For scanning electron microscopy, resin blocks were mounted on aluminum stubs with adhesive carbon tape (Plano, Wetzlar, Germany). After coating with a thin layer of carbon (approx. 5 nm, Safematic CCU-010, Zizers, Switzerland) the respective block surface was examined in a scanning electron microscope (Merlin VP compact, Zeiss, Ober-kochen, Germany) equipped with an energy dispersive X-ray spectrometer for elemental analysis (Bruker XFlash 6/30 with Quantax QX400 and Esprit 2.0 software, Bruker Nano, Berlin, Germany) to analyze the elemental distribution in the embedded cells.

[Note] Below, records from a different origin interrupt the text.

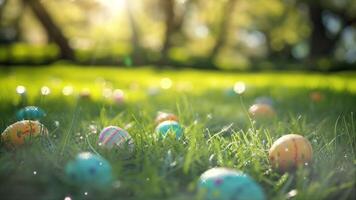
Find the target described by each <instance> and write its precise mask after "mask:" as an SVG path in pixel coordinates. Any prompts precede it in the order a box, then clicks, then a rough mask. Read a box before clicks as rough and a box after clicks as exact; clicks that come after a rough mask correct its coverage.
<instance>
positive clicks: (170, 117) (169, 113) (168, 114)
mask: <svg viewBox="0 0 356 200" xmlns="http://www.w3.org/2000/svg"><path fill="white" fill-rule="evenodd" d="M164 121H176V122H178V117H177V116H176V115H175V114H172V113H166V112H158V114H157V117H156V120H155V122H156V124H159V123H161V122H164Z"/></svg>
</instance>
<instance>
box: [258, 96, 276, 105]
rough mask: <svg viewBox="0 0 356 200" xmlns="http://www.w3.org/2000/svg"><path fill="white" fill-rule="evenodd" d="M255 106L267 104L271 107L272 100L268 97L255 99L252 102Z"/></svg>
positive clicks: (273, 102)
mask: <svg viewBox="0 0 356 200" xmlns="http://www.w3.org/2000/svg"><path fill="white" fill-rule="evenodd" d="M254 103H255V104H267V105H270V106H273V105H274V101H273V99H272V98H270V97H264V96H262V97H257V98H256V99H255V101H254Z"/></svg>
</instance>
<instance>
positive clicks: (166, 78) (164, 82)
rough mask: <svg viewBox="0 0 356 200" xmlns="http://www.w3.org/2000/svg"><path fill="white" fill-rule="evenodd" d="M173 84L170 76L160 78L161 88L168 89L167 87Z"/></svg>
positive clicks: (172, 84) (171, 85)
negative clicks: (161, 78)
mask: <svg viewBox="0 0 356 200" xmlns="http://www.w3.org/2000/svg"><path fill="white" fill-rule="evenodd" d="M172 85H173V83H172V80H171V79H170V78H163V79H162V80H161V88H162V89H165V90H168V89H169V88H171V87H172Z"/></svg>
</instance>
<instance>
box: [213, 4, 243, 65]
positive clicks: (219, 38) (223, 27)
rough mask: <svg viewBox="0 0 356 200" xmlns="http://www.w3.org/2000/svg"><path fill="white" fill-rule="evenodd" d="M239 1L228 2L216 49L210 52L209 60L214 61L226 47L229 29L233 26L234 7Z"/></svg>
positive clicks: (225, 5)
mask: <svg viewBox="0 0 356 200" xmlns="http://www.w3.org/2000/svg"><path fill="white" fill-rule="evenodd" d="M236 2H237V0H228V2H227V3H226V5H225V8H224V10H223V16H222V19H221V23H220V27H219V30H220V32H219V34H218V36H217V39H216V42H215V45H214V47H213V48H212V50H211V52H210V57H209V59H210V60H211V61H214V60H215V58H216V56H217V55H218V54H219V52H220V50H221V48H222V47H223V46H224V45H225V42H226V39H227V34H228V32H229V31H228V28H229V26H230V24H231V18H232V15H233V12H234V7H235V5H236Z"/></svg>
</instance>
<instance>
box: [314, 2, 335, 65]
mask: <svg viewBox="0 0 356 200" xmlns="http://www.w3.org/2000/svg"><path fill="white" fill-rule="evenodd" d="M322 12H323V9H322V8H321V7H320V6H318V5H311V6H310V20H311V22H312V26H313V29H312V33H311V38H310V58H319V57H321V56H330V55H331V54H332V53H333V51H334V49H335V46H336V42H337V39H338V38H337V37H334V38H329V37H328V36H327V30H326V27H325V26H324V24H323V21H322Z"/></svg>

4.11. Statistical Analysis

Human pre-osteoblasts from a minimum of six independent donors were used for the experiments. If not otherwise stated, data are expressed as box plots with median, interquartile ranges, and minimum and maximum values using GraphPad Prism 8.0 (GraphPad Software, San Diego, CA, USA), and were analyzed by two-way analysis of variance (ANOVA) followed by Bonferroni’s multiple comparisons test. The level of statistical significance was set as p < 0.05. For statistical calculations, GraphPad Prism, version 8.0 was used, and adjusted p values are displayed.

5. Conclusions

Long-term exposure of human pre-osteoblasts to BMP-2 had a positive effect on osteogenic differentiation towards mature osteoblasts, however, proteins that promote osteoclast activation were also increased. The morphological changes of the cells after BMP-2 long-term exposure were particularly apparent. Intracellular inclusions occurred, which were likely lipid vacuoles, suggesting transdifferentiation or adipogenesis of the pre-osteoblasts. Overall, long-term exposure of human pre-osteoblasts with BMP-2 in lower concentrations did not resolve the described side effects, such as adipogenesis and osteoclastogenesis.